ÖBB will über 40 Prozent des Streckennetzes diskutieren

Beitrag von NorbertK »

Die Tiroler Tageszeitung hat geschrieben:ÖBB will über 40 Prozent des Streckennetzes diskutieren

90 Mio. Euro Finanzierungslücke bis 2010 - Verkürzung von Betriebszeiten möglich - Verhandlungen auch über höhere Zuschüsse
Strecken, die nur Verluste bringen, sind gefährdet.

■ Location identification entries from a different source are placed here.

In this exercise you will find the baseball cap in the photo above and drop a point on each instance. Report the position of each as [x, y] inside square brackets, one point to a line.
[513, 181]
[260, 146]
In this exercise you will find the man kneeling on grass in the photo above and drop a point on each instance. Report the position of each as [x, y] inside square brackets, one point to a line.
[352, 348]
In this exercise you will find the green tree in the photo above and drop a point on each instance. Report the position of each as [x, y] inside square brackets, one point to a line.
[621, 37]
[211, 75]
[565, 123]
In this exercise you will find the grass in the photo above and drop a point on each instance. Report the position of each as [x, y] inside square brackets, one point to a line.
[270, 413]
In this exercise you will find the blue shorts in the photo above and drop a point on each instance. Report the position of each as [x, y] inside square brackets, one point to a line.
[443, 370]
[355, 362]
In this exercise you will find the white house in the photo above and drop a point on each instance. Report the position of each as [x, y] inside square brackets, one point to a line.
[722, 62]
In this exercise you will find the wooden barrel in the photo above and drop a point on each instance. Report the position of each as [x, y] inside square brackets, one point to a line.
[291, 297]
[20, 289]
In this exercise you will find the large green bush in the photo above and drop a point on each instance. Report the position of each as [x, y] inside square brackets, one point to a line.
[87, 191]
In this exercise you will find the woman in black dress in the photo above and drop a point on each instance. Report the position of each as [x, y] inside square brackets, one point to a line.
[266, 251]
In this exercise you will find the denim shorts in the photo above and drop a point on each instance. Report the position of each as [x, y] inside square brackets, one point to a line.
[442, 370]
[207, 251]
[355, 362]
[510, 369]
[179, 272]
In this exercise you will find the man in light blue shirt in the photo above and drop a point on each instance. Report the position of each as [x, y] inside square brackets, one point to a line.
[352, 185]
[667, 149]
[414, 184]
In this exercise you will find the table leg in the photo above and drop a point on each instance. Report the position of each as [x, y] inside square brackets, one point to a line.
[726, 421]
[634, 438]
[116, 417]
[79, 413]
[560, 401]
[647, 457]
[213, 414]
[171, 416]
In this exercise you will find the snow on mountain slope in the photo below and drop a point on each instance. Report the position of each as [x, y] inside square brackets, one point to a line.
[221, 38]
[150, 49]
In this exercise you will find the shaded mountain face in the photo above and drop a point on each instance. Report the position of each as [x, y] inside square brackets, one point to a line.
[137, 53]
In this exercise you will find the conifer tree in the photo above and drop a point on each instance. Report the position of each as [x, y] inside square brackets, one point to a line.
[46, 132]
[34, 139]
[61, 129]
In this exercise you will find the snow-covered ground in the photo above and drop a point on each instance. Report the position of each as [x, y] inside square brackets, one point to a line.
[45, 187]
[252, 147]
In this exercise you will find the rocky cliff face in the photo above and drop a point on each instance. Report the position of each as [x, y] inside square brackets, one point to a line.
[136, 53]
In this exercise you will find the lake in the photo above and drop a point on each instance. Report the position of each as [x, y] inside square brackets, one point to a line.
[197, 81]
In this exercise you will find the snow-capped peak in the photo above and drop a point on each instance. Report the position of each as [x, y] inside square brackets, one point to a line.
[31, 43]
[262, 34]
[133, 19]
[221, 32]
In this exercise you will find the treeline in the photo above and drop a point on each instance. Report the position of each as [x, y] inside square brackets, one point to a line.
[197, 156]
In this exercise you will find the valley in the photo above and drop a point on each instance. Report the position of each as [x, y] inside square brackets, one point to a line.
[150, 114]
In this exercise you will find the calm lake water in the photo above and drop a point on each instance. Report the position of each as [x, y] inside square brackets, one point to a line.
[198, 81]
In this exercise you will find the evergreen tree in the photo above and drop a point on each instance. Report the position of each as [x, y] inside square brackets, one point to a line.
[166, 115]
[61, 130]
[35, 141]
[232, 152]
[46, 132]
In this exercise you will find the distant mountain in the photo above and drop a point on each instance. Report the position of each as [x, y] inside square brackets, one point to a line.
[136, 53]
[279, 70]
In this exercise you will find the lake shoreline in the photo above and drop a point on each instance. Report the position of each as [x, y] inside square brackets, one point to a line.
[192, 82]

Die ÖBB Infrastruktur Betrieb AG will mit Bund, Ländern und Gemeinden über die künftige Nutzung von 40 Prozent ihres Strecknetzes verhandeln. Rund 90 Prozent des Verkehrs würden auf 60 Prozent des Schiennetzes abgewickelt. Auf den restlichen 40 Prozent der Gleiskilometer würden die Einnahmen großteils weniger als 20 Prozent der Kosten decken, erklärte Betriebs AG-Vorstand Peter Klugar am Dienstag vor Journalisten. Klugars Vorstandskollege Alfred Zimmermann betonte, das sein Unternehmen künftig auf keiner Strecke mehr Verluste hinnehmen wolle. Derzeit klafft in der Bilanz des ÖBB-Unternehmens, dass sich um Entwicklung, Betrieb und Erhaltung des Schienennetzes kümmert, bis 2010 eine Lücke von 90 Mio. Euro.

Das Wort "Nebenbahnen-Schließungen" wollte das ÖBB Infrastruktur Betriebs-Managenement heute nicht explizit in den Mund nehmen. Stattdessen sprach Klugar am Dienstag etwa von einer Verkürzung der Betriebszeiten oder der Finanzierung zusätzlicher Zugsverbindungen, die einzelne Strecken zumindest aus Sicht der Infrastruktur Betriebs AG (wenn auch vielleicht nicht aus Sicht der Personen- oder Güterverkehrsgesellschaft, Anm.) rentabler machen würden. Eine Möglichkeit könnte laut Klugar und Zimmermann aber auch die Erhöhung der Zuschüsse durch die öffentliche Hand sein.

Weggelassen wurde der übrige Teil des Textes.